Grüning emphasized that the "moral and financial reparation of the wrongs committed by the Nazi regime" has had and continues to have a high significance for the German government, which has already paid out a total of around 64 billion to Holocaust survivors. "However, the personal suffering of millions can not be undone and also can not be made up for in this way. Hence Germany's largest efforts in terms of reparations are concentrated on Holocaust survivors who were directly affected."

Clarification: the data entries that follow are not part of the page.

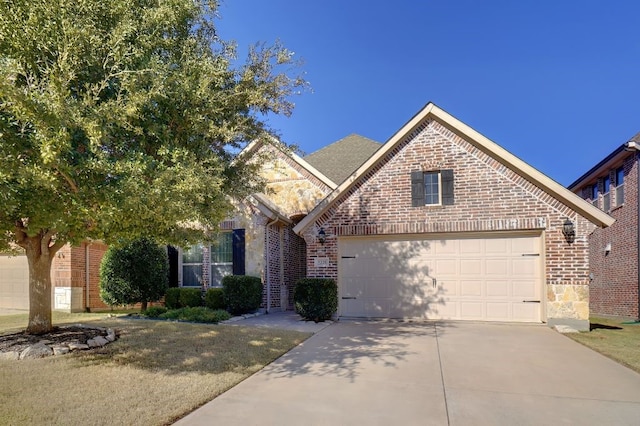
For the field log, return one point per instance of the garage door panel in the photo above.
(469, 288)
(470, 267)
(497, 289)
(497, 311)
(463, 278)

Regarding the Fisher Fund's plan to take legal action, Grüning said "A class action suit is unlikely to succeed."
A Clear Demand
But Mazor, who repeatedly stressed that he only wanted to find a solution to an "objective problem" and that he preferred a negotiated agreement to a court settlement, made it clear that the issue was not going to go away. He said that there was enormous interest in Israel in the plight of the second generation due to extensive media coverage of the Fisher Fund's campaign. "Thousands" of potential plaintiffs have got in touch with the Fisher Fund, and the case is already being prepared, he says.
The Fisher Fund has not yet chosen a legal partner for the suit, nor the country where it will be filed. Mazor also did not want to say when the suit might be brought, but made it clear that "it won't be years."
"If those conversations we are having now are not fruitful, then there will be a very strong, decisive and clear demand that is 100 percent supported by the general public here," he says.